The film’s light relief is Vann’s uncomfortable involvement in the Alan and Junn’s platonic love affair. Brought in to help the couple get to know each other better, Vann in fact becomes the dividing force over petty squabbling ranging from amatory habits (bum-pinching) to garlic breath. Vann’s presence enables the film’s most comedic moment as she delivers Viagra to Alan (not that Peter Bowles’ bowels need much ignition judging by this seedy performance). At the opposite end of the spectrum, Lilting presents the heart-wrenching reality of memory and loss. Khaou’s experimentation with the cinematography enables a blending of dream and reality within a single sequence that successfully renders the disjointed thought processes of mourning. In a single shot we can zoom from Kai and Richard’s past romance to a weeping Richard now alone in a lonely bed. The film opens with Junn and Kai’s final meeting; Khaou renders the opening half soliloquy, half daydream, when Kai vanishes as a phantom vestige of memory, Junn disturbed by the door opening. The conflation of fact and fiction achieves an elegant dissection of grief. Although the film uses its lighter material to douse the more serious scenes, it is the latter that distinguish Lilting.

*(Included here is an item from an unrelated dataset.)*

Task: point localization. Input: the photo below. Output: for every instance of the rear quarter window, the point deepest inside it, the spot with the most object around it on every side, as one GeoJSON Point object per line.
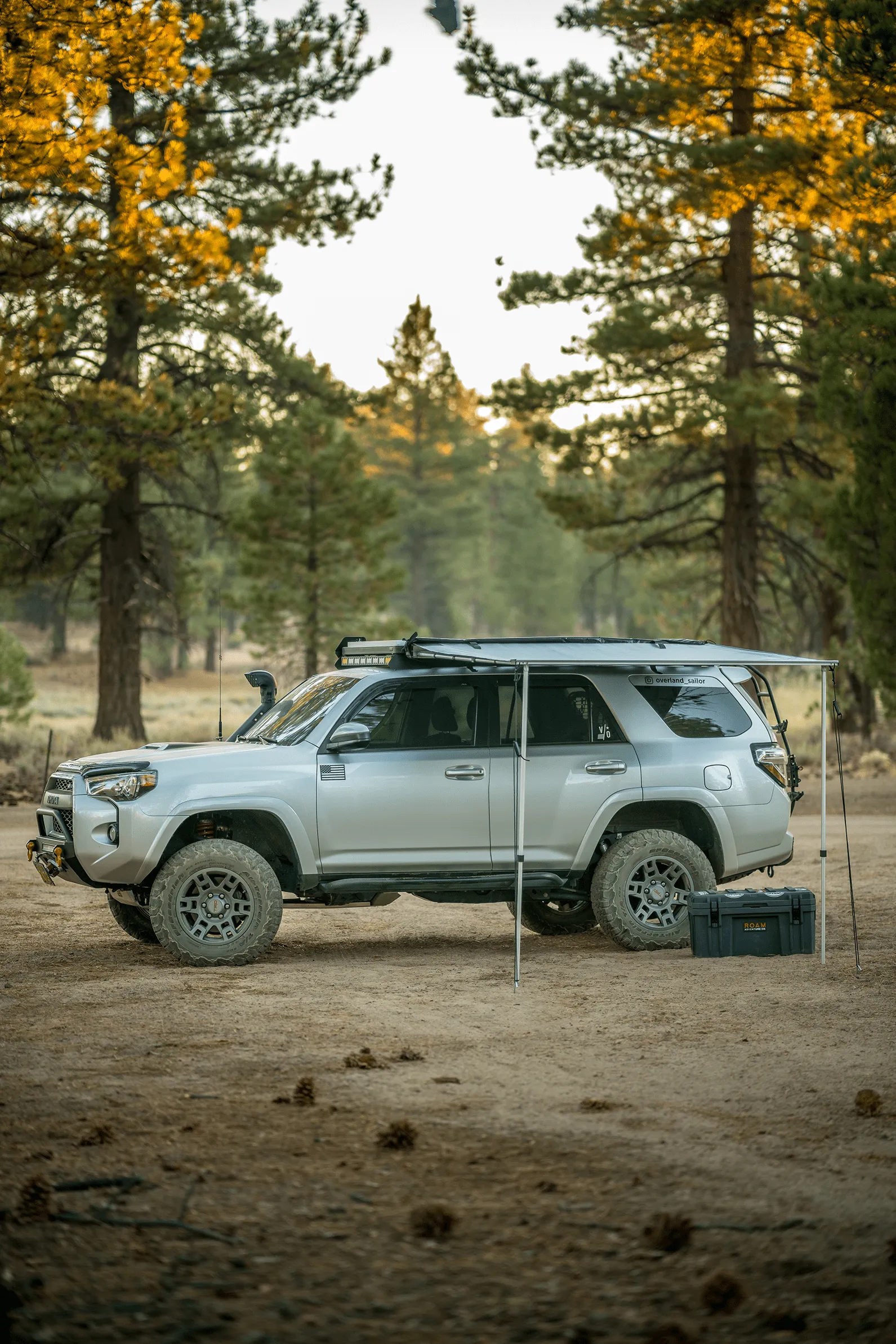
{"type": "Point", "coordinates": [694, 707]}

Again, Vann is the link-woman, but between Richard and Junn she has an impossible task. Not only has Kai’s premature death left Richard with the emotional inheritance of a dependent quasi-mother-in-law, Junn, Kai took staying in the closet to such an extent that the closet became a coffin. As such, Richard is nothing more than Kai’s ‘best friend’ and flatmate of whom Junn is both jealous and has formed a dispassionate loathing. Vann’s duty as a translator becomes that of a diplomatic peace-keeper between the passive-aggressive pairing, while simultaneously engaging in a politique protection of Kai and Richard’s true identity as a couple of four years vintage. Despite all Vann’s best efforts, it is something beyond words that triggers the détente in Junn and Richard’s relationship. The power of the eyes as a symbol for contact is the film’s most obvious and effective recurring visual. It is testament to Whishaw that through his fleeting tilts of the head and scurrying, furtive glances towards Junn he communicates so much discomfort without resorting to scripted lines. Unlike a game of charades, however, there is no definitive end point to this spiral of suspense as the truth just does not out itself.

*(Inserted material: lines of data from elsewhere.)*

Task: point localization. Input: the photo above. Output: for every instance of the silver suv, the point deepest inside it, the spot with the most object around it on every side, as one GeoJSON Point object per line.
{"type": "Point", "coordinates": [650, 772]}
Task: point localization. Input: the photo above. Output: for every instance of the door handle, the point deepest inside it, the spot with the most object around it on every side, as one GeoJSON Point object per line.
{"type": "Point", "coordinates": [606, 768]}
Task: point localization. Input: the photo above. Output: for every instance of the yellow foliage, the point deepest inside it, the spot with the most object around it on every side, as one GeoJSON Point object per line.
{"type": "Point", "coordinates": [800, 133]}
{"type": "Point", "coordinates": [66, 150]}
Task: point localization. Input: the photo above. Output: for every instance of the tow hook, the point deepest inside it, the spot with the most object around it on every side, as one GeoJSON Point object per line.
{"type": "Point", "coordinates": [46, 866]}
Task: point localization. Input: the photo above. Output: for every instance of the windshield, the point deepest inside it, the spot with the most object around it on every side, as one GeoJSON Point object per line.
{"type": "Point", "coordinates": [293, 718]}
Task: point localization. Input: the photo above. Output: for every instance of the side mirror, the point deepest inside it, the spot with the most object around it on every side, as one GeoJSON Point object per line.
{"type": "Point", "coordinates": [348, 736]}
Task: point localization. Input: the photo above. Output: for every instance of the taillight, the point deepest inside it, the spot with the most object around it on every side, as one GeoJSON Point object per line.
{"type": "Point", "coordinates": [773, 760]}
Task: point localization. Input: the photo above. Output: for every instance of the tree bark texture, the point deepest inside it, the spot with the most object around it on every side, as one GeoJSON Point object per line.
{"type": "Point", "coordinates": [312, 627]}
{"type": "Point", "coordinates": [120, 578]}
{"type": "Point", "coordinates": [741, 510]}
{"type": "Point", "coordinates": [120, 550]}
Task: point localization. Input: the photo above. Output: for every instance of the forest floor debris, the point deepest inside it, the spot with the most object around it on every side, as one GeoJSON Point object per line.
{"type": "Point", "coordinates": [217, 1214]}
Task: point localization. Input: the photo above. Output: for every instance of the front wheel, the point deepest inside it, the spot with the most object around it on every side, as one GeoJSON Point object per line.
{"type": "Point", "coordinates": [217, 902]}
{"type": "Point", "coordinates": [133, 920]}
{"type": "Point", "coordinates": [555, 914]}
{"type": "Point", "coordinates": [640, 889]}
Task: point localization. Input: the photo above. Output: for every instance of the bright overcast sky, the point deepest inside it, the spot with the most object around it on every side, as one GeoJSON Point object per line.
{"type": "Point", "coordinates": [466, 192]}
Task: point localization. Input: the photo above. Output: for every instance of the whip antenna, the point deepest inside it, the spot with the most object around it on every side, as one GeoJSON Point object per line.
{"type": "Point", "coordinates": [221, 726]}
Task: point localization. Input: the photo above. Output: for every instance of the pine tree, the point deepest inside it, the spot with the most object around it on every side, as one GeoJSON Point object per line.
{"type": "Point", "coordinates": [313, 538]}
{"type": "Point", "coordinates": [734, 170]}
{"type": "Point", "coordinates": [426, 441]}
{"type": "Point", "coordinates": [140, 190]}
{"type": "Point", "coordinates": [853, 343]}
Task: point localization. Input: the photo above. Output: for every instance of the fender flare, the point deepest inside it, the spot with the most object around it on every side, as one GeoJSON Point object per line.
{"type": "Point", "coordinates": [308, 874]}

Until, in Lilting’s climactic scene the two finally make eye contact and speak openly. Only Whishaw speaks English and Junn replies in her native tongue, while translator Vann sits idly beside. Language is left defunct by the primal, power of human feeling as the pair transfer sentiment with a clarity as yet unseen, but now brought into focus through their eye contact. Lilting successfully deconstructs language as the key to human understanding. Sitting in a screen in Seville, watching a Cambodian directed, British sponsored film starring a Chinese woman, who needs the same language to communicate effectively anyway; we are all human.